In 2005, I bought my first reflex camera. After having experimented some time with it, I took several online and face-to-face courses and photography workshops. I also learned how to use Lightroom for post-processing.
As I am passionate about travelling, there were plenty of opportunities to put into practice what I had learned. Our journeys to Iceland, the United States, Costa Rica, Italy, Kenia, Montenegro, New Zealand and many other destinations, gave me a chance to engage in street, nature and wildlife photography.
I am also a huge fan of metal music. I played in a band and have been attending concerts for more than 30 years. Concert photography was a logical next step, which opened up a new world for me. In 2008, I took my first metal concert pictures in Ghent, Belgium. Soon after that, I started shooting concerts for the magazine Rock Tribune, for example at Alcatraz Metal Fest, Graspop Metal Meeting, Metal Méan, Durbuy fest, Lokerse feesten, Metal Female Voice Fest, Dunk Festival in Belgium and Eindhoven Metal Meeting, Roadburn, Incubate festival and FortaRock in The Netherlands.

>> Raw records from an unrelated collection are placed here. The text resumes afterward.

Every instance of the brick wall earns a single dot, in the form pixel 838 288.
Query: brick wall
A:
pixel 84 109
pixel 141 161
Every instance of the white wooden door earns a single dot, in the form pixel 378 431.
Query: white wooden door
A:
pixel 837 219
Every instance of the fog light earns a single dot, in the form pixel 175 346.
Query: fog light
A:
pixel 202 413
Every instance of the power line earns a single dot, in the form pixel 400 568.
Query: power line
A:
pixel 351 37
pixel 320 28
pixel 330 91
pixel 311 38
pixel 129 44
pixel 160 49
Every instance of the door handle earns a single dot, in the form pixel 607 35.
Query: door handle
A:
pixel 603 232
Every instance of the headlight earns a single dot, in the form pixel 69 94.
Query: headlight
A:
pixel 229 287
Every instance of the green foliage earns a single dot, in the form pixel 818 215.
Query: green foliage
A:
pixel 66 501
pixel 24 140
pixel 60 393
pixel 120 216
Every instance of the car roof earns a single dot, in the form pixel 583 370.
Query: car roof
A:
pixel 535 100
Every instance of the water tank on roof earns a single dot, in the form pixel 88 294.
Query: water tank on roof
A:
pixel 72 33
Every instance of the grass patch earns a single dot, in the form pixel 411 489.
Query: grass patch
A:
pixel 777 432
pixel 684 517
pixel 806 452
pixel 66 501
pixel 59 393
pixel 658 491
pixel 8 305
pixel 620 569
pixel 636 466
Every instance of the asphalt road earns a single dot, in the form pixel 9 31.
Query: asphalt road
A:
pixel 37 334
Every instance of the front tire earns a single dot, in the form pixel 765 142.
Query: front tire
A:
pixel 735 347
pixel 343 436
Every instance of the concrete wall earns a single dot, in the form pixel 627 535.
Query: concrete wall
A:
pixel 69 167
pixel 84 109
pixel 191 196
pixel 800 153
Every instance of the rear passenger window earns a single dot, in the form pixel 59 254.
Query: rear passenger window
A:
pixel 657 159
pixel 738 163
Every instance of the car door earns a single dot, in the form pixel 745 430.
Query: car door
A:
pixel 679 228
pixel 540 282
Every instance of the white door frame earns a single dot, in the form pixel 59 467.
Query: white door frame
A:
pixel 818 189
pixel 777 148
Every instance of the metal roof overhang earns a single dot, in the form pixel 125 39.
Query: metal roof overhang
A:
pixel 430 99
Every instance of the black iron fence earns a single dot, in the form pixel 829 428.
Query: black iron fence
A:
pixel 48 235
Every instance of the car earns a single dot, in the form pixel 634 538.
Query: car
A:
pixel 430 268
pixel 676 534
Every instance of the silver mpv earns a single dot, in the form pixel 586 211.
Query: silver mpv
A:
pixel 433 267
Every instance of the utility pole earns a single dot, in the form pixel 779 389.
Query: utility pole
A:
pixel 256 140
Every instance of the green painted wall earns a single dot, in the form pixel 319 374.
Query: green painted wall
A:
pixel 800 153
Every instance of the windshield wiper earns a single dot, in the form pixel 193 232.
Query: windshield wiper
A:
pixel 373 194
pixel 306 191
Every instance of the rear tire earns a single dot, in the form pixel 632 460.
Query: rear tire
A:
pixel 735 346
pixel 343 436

In 2017, I was awarded the first prize at the Photo Days Contest in Brussels, Belgium.
In October 2017, some of my pictures were published in “World’s best music photoghraphers vol I”. Let’s say that I try to enhance the bands’ performance by transferring the emotions from music to the image.
facebook: hans van hoof
Gear used: Camera, Olympus OM-D E-M1 Mark I and II, Lenses, M.ZUIKO DIGITAL ED 40-150mm,
M.ZUIKO DIGITAL ED 12-40mm
Award winning picture: Photo Days, Brussels (Belgium).

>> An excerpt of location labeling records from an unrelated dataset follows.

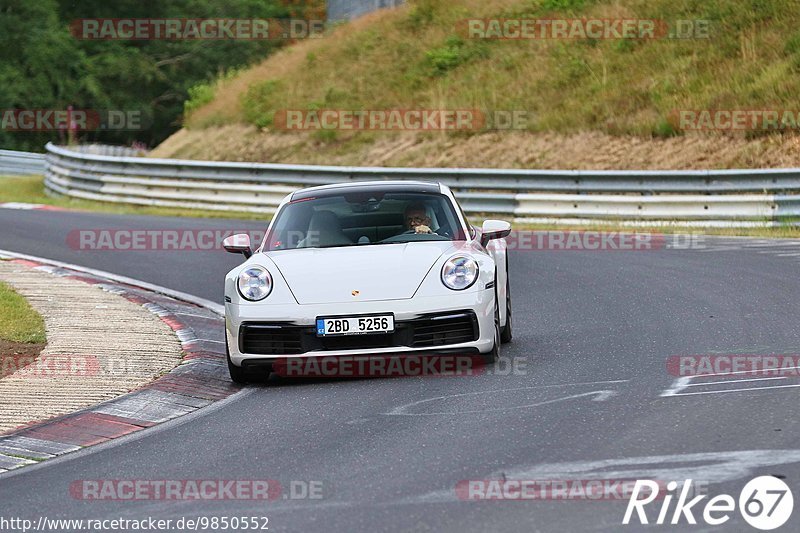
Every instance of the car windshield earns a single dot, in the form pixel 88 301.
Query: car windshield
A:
pixel 364 218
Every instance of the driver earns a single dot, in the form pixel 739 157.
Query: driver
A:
pixel 417 219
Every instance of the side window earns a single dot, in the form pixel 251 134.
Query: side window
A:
pixel 469 226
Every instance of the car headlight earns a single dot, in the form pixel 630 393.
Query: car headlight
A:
pixel 255 283
pixel 460 272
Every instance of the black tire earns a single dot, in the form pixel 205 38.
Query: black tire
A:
pixel 493 355
pixel 507 334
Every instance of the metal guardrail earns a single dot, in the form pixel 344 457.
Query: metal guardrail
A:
pixel 14 163
pixel 713 197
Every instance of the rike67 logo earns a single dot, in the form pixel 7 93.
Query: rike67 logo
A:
pixel 765 503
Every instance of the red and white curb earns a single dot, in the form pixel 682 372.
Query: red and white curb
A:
pixel 30 207
pixel 200 380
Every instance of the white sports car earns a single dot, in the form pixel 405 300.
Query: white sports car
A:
pixel 367 268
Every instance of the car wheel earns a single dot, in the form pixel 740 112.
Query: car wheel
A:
pixel 493 355
pixel 506 335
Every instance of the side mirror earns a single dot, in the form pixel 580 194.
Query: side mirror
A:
pixel 494 229
pixel 238 244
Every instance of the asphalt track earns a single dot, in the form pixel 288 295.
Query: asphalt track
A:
pixel 593 330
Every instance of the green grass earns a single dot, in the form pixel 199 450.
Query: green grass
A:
pixel 417 57
pixel 30 189
pixel 18 321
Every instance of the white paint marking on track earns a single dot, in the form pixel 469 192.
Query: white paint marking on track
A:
pixel 599 396
pixel 711 467
pixel 749 389
pixel 685 382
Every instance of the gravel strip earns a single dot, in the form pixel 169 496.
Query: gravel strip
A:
pixel 100 345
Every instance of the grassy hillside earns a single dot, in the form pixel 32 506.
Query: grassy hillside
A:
pixel 415 57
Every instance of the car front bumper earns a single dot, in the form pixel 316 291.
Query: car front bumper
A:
pixel 480 302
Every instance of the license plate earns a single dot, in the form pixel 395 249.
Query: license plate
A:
pixel 358 325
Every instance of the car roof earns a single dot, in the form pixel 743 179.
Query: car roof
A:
pixel 385 186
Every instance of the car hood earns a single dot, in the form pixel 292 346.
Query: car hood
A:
pixel 384 272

While she was headbanging, I noticed that Birgit’s got very beautiful hair. I turned my camera a bit because I wanted her hair to be in line with the horizon and I also wanted to capture the entire bass guitar.
The picture is taken sideways to show Dave Mustaine leaning backwards. It looks as if he’s standing right next to the marquee. The curve of his body is aligned with the menacing, darkening clouds.
With this portrait, I wanted to express the energy of Alice Cooper’s guitar player, with the yellow light breaking through the black background which created intersecting lines with her body.
Never forget the drummer! I exploited one of those scarce moments that a drummer emerges in full action.
I made use of the flame – the only available light – to portray the singer’s face.
This seems as a studio portrait at first sight, but it is actually a live picture of Nergal.